可是除了大漢的敦煌,她又該去哪兒呢?如果回匈奴,只怕傅介子就會殺了她。潘幼雲對人心的把握可謂是獨到之處甚多,一下子就猜出了傅介子的心思,自從她入了佛門之後,對傅介子的印象也好了起來,勉強笑了一下,道:“傅將軍不必勸我了。幼雲此生如浮萍,難得找到一個安身立命之所,傅將軍應該替我高興纔是。而且自從幼雲入了佛門之後,心情也漸漸好了起來,東方的傷心事幼雲不想再拾起,所以不能回去,師傅雖然職位不高,卻是有德高僧,跟着師傅幼雲突然感覺到了從來沒有過的踏實。”說到這兒又笑了一下,道:“其實一個人能平平靜靜得過完一生已經是莫大的幸事了。”

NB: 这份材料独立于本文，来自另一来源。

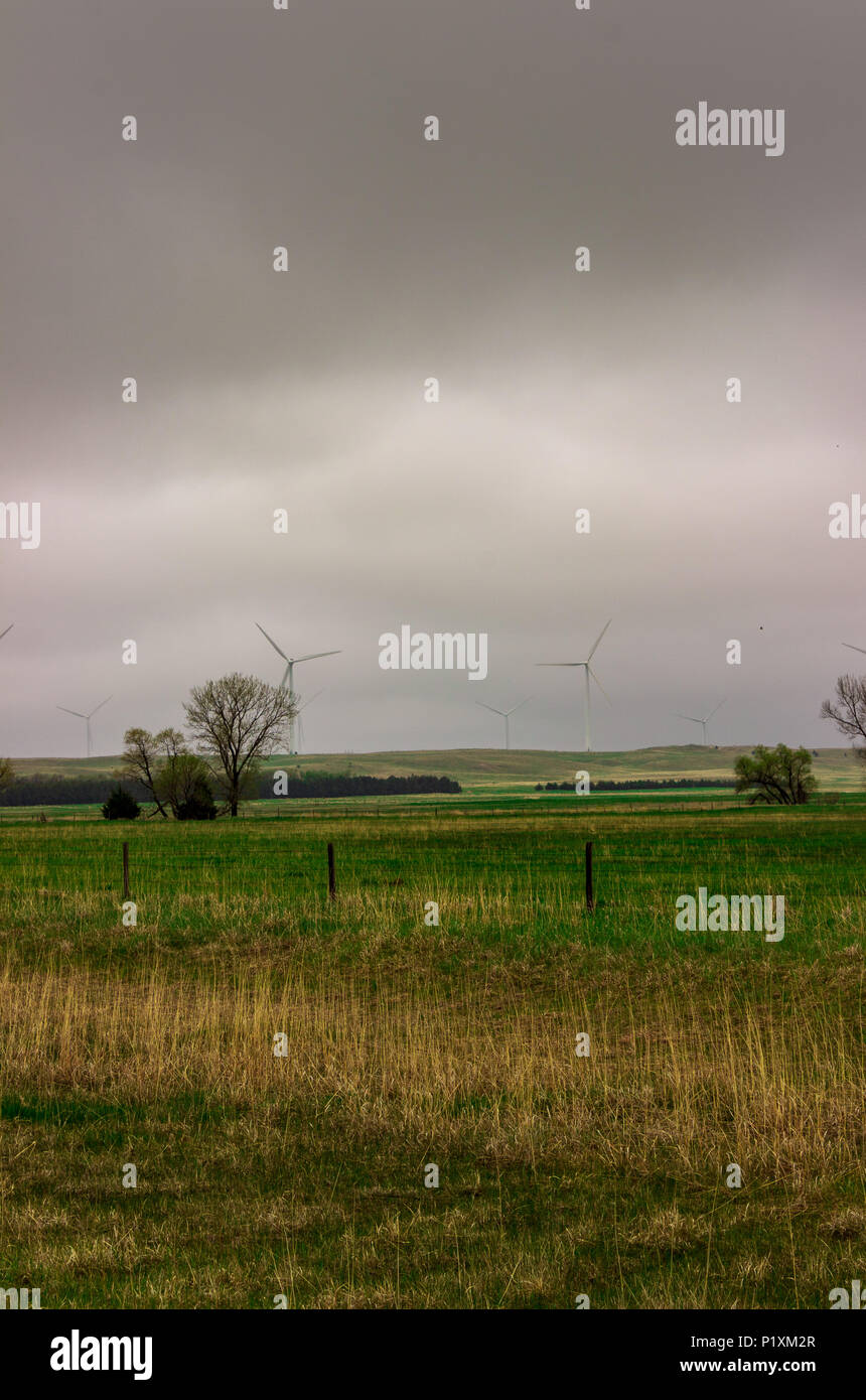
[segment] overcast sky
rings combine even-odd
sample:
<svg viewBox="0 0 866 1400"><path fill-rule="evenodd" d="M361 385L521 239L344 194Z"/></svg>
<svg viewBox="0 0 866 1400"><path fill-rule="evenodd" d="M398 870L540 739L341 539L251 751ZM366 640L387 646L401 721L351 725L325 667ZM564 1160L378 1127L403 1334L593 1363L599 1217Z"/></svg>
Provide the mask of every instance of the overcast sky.
<svg viewBox="0 0 866 1400"><path fill-rule="evenodd" d="M596 749L700 739L673 711L722 697L715 742L842 742L862 0L4 0L1 29L0 498L42 519L0 539L0 752L81 753L57 704L112 694L111 753L210 676L278 682L256 622L341 648L295 673L309 752L498 745L474 701L530 694L512 745L579 749L581 672L534 662L609 617ZM783 154L677 146L700 101L783 108ZM382 671L404 623L485 631L487 679Z"/></svg>

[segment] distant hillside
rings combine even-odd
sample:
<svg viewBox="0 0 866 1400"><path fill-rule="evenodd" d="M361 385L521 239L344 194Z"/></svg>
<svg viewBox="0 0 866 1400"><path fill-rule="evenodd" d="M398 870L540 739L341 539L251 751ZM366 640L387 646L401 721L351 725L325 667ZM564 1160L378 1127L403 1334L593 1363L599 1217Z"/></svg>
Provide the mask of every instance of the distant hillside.
<svg viewBox="0 0 866 1400"><path fill-rule="evenodd" d="M435 773L456 778L466 788L533 787L536 783L564 783L576 769L590 778L681 778L732 777L734 760L751 746L704 749L698 743L670 748L631 749L611 753L575 753L551 749L410 749L389 753L304 753L274 755L267 767L290 774L315 769L319 773L409 777ZM57 773L66 777L111 776L118 755L92 759L14 759L17 773ZM839 791L866 787L866 770L851 749L818 749L814 771L821 787Z"/></svg>

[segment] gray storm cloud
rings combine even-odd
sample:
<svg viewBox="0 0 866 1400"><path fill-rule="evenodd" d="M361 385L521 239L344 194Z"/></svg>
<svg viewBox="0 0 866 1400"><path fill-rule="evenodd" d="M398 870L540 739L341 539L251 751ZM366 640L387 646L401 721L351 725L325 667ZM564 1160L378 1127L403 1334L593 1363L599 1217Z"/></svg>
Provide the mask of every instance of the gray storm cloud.
<svg viewBox="0 0 866 1400"><path fill-rule="evenodd" d="M609 616L596 746L687 742L672 711L723 694L716 742L835 742L862 10L13 0L4 29L0 498L41 543L0 539L0 752L81 752L56 704L112 693L116 752L208 675L277 680L255 622L341 648L298 672L311 749L498 743L473 701L527 693L512 743L576 748L576 673L534 662ZM783 155L679 147L700 101L783 108ZM487 679L383 672L403 623L485 631Z"/></svg>

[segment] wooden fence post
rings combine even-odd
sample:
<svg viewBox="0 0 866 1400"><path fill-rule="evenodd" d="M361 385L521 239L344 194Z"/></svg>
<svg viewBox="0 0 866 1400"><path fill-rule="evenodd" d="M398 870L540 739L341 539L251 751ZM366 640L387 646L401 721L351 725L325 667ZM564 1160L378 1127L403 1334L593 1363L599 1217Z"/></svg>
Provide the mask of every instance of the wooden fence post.
<svg viewBox="0 0 866 1400"><path fill-rule="evenodd" d="M592 914L596 907L592 890L592 841L586 843L586 911Z"/></svg>
<svg viewBox="0 0 866 1400"><path fill-rule="evenodd" d="M334 875L334 848L332 841L327 843L327 897L337 897L337 879Z"/></svg>

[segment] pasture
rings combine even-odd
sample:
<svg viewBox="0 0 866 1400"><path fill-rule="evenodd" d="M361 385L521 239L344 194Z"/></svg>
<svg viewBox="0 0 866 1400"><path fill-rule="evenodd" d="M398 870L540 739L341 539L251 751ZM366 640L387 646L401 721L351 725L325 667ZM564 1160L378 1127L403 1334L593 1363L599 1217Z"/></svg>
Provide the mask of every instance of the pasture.
<svg viewBox="0 0 866 1400"><path fill-rule="evenodd" d="M825 1308L863 1277L859 795L276 811L4 813L0 1285L43 1308ZM783 895L783 941L676 931L701 886Z"/></svg>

傅介子雖然仍是不放心,但也沒有什麼可說的,總不能自己將潘幼雲帶着吧,這也太那個了。潘幼雲又笑了笑,道:“不論前事如何,與將軍在紅塵中都有了一段緣份,也是命中註定。”
潘幼雲入了佛門之後,紅塵的意思也就變得廣了,傅介子卻一下子想岔了,不由有些尷尬,那日在樓蘭城中和潘幼雲睡了一覺,他自己都覺得莫名其妙,還和耿龍發生了衝突。
潘幼雲也明白過來他想岔了,但此時的潘幼雲對這一切都看開了,淡淡笑了一下,道:“傅將軍不必多心,那晚之事是幼雲不好,怨不得將軍。”說到這兒瞄了瞄星聖女,道:“將軍放心便是,此事幼雲不會告訴葛妮亞。前塵舊事,大家都忘了吧。”
傅介子見潘幼雲看得如此開,對她不自覺得多了幾分敬意,道:“如此也好,她可沒你那麼豁達。”潘幼雲輕笑一下,道:“葛妮亞原本是出塵的聖女,卻被將軍拉下了水,倒是可惜了。不過既然已經入了紅塵,就不能再這麼渾渾噩噩了,想必將軍也知道,葛妮亞有些本事甚是木訥生硬。”
傅介子一時沒有明白過來,但見潘幼雲有些曖昧得笑,頓時就明白了,不由一驚道:“你怎麼知道?”
潘幼雲笑道:“小妹以前糊塗,做了不少荒唐事。但一身的本事卻沒有個傳人,那些日子和葛妮亞在一起,見她甚是懵懂,就教於了她,也算是將那本事傳承了下去。”說到這兒淺笑了一下,道:“倒是便宜了將軍。”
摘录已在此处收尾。